La corte tiene razón. Ninguna libertad –ya sea de expresión o de acción- es absoluta. Por el contrario, una libertad significativa exige reglas básicas para limitar los abusos que de otra manera la tornarían una carta mortal. Es por ese motivo que tenemos leyes contra el fraude en el mercado de bienes y servicios. Sin esas restricciones, proliferarían los argumentos falsos y engañosos, fomentando niveles de desconfianza que inevitablemente invitan al fracaso del mercado.
Lo mismo es válido para el mercado de opiniones e ideas. La libertad de expresión no es una licencia deliberadamente o imprudentemente para emitir comentarios que dañan a otros o ponen en riesgo sus derechos de propiedad. Es por eso que tenemos leyes contra la difamación y la provocación intencional de sufrimiento emocional –como refleja el caso de Alex Jones-. Es por eso también que tenemos leyes que proscriben la incitación a una violencia inminente, la perjuria y la mentira a las autoridades sobre cualquier actividad criminal.
Algunos límites a la libertad de expresión también se han considerado esenciales para salvaguardar las elecciones libres y justas. Por ejemplo, existen leyes en muchos estados en Estados Unidos que proscriben deliberadamente la difusión de información falsa sobre los lugares donde se vota, los horarios de votación, la autenticidad de las boletas o las instrucciones para votar, y tampoco uno puede hacer declaraciones comprobablemente falsas sobre su propia condición de titular o sus filiaciones de campaña. Y como deja en claro el procesamiento criminal de los participantes en la horda violenta que intentó impedir la transición pacífica de poder en el Capitolio de Estados Unidos el 6 de enero de 2021, la libertad para esgrimir opiniones políticas impopulares no confiere el derecho a una insurrección violenta.

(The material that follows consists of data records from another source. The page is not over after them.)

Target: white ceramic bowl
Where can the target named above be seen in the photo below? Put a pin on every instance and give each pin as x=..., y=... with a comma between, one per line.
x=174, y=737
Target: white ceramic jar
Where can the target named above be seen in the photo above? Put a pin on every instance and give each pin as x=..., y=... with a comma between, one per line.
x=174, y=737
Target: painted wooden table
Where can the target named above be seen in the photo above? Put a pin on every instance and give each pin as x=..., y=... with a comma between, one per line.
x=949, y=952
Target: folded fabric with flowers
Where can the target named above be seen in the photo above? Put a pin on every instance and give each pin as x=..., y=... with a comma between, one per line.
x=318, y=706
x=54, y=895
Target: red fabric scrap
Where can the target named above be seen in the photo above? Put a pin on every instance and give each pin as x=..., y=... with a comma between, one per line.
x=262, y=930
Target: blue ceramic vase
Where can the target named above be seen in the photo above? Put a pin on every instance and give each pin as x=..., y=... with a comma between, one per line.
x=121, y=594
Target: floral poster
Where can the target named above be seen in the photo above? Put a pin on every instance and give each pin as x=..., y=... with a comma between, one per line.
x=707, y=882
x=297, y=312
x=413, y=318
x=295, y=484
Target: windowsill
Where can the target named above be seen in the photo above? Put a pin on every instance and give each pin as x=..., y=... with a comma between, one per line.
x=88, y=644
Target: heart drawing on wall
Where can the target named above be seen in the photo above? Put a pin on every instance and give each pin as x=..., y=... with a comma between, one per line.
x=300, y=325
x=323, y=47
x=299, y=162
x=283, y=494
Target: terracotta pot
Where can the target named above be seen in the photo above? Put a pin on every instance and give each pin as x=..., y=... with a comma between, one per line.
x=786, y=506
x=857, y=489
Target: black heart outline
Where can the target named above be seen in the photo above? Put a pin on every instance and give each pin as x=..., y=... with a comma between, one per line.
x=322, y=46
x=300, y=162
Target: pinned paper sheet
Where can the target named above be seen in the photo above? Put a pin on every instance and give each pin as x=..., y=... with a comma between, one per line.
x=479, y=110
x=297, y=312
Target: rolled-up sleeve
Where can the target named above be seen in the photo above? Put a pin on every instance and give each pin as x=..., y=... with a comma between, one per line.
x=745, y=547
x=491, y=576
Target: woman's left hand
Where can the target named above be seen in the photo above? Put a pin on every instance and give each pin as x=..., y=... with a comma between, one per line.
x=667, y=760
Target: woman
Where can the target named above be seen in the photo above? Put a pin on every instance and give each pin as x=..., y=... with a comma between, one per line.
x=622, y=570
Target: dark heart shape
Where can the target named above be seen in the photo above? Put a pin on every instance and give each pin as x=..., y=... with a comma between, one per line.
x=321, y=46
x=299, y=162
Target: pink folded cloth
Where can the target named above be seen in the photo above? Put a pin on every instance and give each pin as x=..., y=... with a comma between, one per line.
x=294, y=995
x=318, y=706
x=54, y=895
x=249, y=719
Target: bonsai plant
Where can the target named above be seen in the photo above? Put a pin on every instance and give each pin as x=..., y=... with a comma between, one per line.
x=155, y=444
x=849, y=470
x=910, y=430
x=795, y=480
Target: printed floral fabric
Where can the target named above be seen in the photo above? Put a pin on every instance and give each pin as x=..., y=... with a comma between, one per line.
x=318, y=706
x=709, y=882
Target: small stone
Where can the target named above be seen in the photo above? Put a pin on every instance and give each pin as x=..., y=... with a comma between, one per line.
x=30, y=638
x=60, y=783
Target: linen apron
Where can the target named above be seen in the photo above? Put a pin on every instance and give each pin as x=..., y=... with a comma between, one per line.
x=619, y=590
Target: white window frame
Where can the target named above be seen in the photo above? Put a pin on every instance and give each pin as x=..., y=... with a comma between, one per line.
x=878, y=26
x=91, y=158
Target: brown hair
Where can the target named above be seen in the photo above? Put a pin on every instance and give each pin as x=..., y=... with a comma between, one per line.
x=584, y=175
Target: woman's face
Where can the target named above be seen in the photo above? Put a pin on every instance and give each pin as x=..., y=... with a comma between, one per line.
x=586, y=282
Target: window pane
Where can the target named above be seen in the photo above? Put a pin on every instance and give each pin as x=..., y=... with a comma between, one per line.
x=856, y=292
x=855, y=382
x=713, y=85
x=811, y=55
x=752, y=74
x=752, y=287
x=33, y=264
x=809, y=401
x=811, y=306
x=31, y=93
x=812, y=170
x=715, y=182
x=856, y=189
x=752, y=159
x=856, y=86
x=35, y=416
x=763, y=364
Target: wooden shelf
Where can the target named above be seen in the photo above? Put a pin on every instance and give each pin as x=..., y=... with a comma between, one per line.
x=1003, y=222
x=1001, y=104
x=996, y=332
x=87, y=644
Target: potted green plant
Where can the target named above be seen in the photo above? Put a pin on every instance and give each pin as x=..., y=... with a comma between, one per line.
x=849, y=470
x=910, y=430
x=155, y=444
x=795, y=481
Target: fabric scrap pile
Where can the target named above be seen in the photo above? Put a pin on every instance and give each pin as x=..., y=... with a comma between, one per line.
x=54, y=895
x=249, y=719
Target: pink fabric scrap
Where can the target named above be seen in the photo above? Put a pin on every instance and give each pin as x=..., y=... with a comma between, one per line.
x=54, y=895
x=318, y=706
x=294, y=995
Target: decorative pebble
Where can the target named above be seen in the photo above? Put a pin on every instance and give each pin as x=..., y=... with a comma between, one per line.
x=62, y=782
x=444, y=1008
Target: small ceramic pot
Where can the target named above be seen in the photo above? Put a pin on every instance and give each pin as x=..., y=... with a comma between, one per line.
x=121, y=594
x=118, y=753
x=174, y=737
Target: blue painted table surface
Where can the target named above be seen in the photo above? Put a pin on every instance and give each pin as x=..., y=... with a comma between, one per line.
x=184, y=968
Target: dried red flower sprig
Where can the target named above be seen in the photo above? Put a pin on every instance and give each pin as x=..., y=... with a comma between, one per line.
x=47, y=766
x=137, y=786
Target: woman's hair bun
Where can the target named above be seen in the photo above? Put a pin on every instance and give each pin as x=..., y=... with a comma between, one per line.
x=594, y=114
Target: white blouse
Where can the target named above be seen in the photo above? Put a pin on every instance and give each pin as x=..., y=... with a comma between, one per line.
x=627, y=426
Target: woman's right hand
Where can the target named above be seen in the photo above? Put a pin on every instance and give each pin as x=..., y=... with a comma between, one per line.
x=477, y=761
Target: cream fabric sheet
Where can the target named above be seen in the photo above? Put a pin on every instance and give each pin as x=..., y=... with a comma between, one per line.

Inclusive con las políticas de moderación de contenidos actuales, las plataformas de redes sociales están plagadas de desinformación que está socavando la confianza pública y minando la función esencial del discurso político libre e informado. Estas tácticas subversivas destinadas a dañar el mercado de opiniones e ideas son, por cierto, “actos en contra de la libertad de expresión”. Su único propósito es degradar el propio discurso político.
Musk ya ha ofrecido un adelanto de los cambios que podría implementar en Twitter. Lo que empieza con restituir la cuenta de Trump, permitiéndole diseminar más mentiras demostrables sobre fraude electoral y sus opositores políticos, puede implicar, en términos más generales, una mayor evisceración de los estándares de Twitter. El argumento de Musk de que salvará la “plaza pública” de la sociedad es esencialmente falaz. Lo que hará es alimentar su desintegración permitiéndole estar sobrepasado de desinformación tóxica, falsedades profundas, una propaganda insípida, llamados a la violencia, divulgación de información privada y otras formas de actos intolerantes en contra de la libertad de expresión.
*Richard K. Sherwin es profesor de Derecho y director del Proyecto Persuasión Visual de la Escuela de Leyes de Nueva York. Es el co-editor (junto con Danielle Celermajer) de A Cultural History of Law in the Modern Age (Bloomsbury, 2021).